The Diwanship of VP Madhava Rao saw the setting up of a Veterinary Department and the appointment of an Inspector of cattle diseases whose duties consisted of `the investigation of the nature of epidemic diseases among cattle, visits to localities where such diseases were prevalent and the adoption of measures for checking their ravages. He was also required to devote his attention to improve veterinary knowledge in rural parts by organising and encouraging local effort that could then instruct the rural cattle doctors and large cattle-owners in a scientific diagnosis of cattle diseases and a proper application of easily available indigenous drugs.’²

In January 1908 a veterinary hospital was started in Bangalore and in May of the same year, hospitals and dispensaries were opened at Mysore, Chickmagalur, Kolar and Hassan in furtherance of the scheme for a Civil Veterinary Department. The serum required to inoculate cattle was obtained from a Government of India Bacteriologist working at the Muktesar laboratory in Punjab.

But long before measures were initiated for cattle welfare, the draught bulls were busy being pressed into less arduous service. Bullock carts carried the uncle-nephew artist duo, Thomas and William Daniell across the region, while they painted their way through it. Their water colours and lithographs of Bangalore emerged around April, 1792. The bulls also took Mrs Bowring, wife of Commissioner LB Bowring on a memorable journey to Mysore for the coronation of the new Maharaja Chamarajendra Wodeyar X in 1868. They were also critical for the transportation of food supplies to remote areas during the great famine of 1876-78 and they made visits from Bangalore to Whitefield possible in the early 1900’s. Some victories it seems, were achieved not just by heroes on horses.


This story was previously published in the Bangalore Mirror, June 6, 2016.


2.Modern Mysore, M Shama Rao, Page 228



  1. shashi · · Reply

    A wonderful article. My uncle always keeps telling us how much the draught bull was a major driving force in the progress of the old mysore region. Your article brought back fantastic memories and also helps us appreciate the contributions of these magnificent animals. thank you!
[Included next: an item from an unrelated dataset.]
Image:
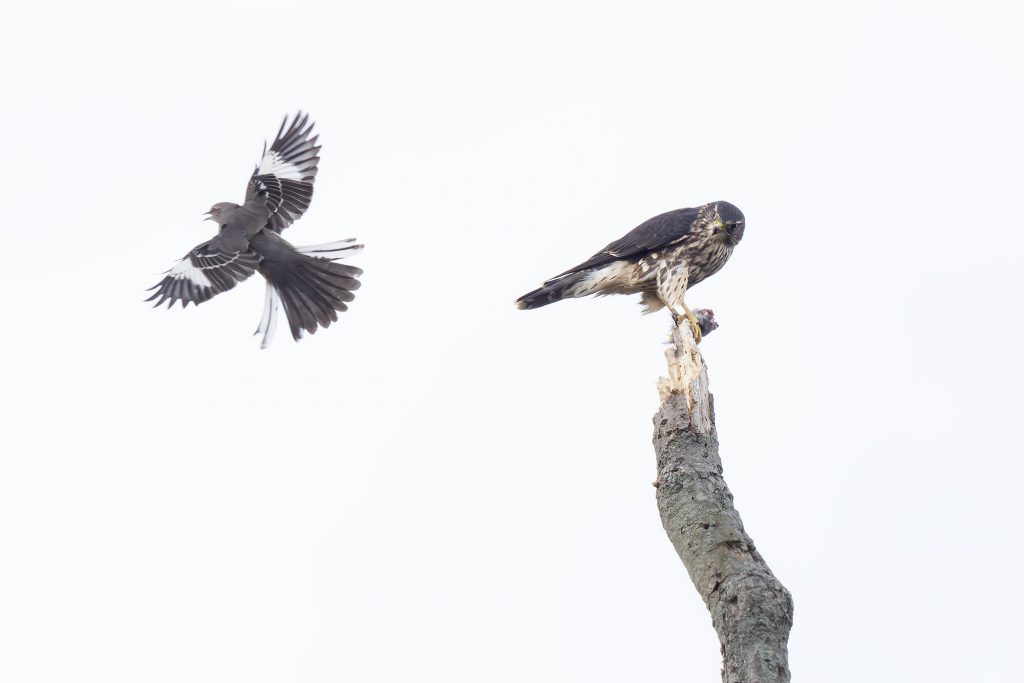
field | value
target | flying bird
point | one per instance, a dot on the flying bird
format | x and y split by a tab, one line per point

    1. Hi Shashi, thank you!

  2. Pounds, Oil mills, Cane crushers, Lime crushers, Cement mixers, Carts, Gun carriages, Tractor trollies, Broken down “Tempos”, Brick kilns, Quarries, and of course farms – these beauties have hauled and ground and ploughed and carried so much! The absence of grazing grounds and the high cost of fodder have seen these fade away…
    They continue to be common in north Karnataka, and used for all of the above!

    1. I agree! There’s so much worth holding on to and so much we are losing.

  3. BRaman · · Reply

    I am “bullish” on you.Do you have the latest decision of govts on Kaval ? I saw the story on encroachment linked to your story.Are there no effective protest groups against govt taking away the kaval ? GreenTribunal/Environment dept also may give in to demands to clear proposals to usurp natural habitat.They cannot be relied on to save nature.

    1. Sir, I am not an ecologist or environmentalist by profession, just by allegiance.I believe there is a wonderful report on this issue done by the Environment Support Group (ESG) and an evocative article by Mr. Chandan Gowda in the Bangalore Mirror for your reference.

  4. Dear Aliyeh, I still await your ph no.I commented on your story below.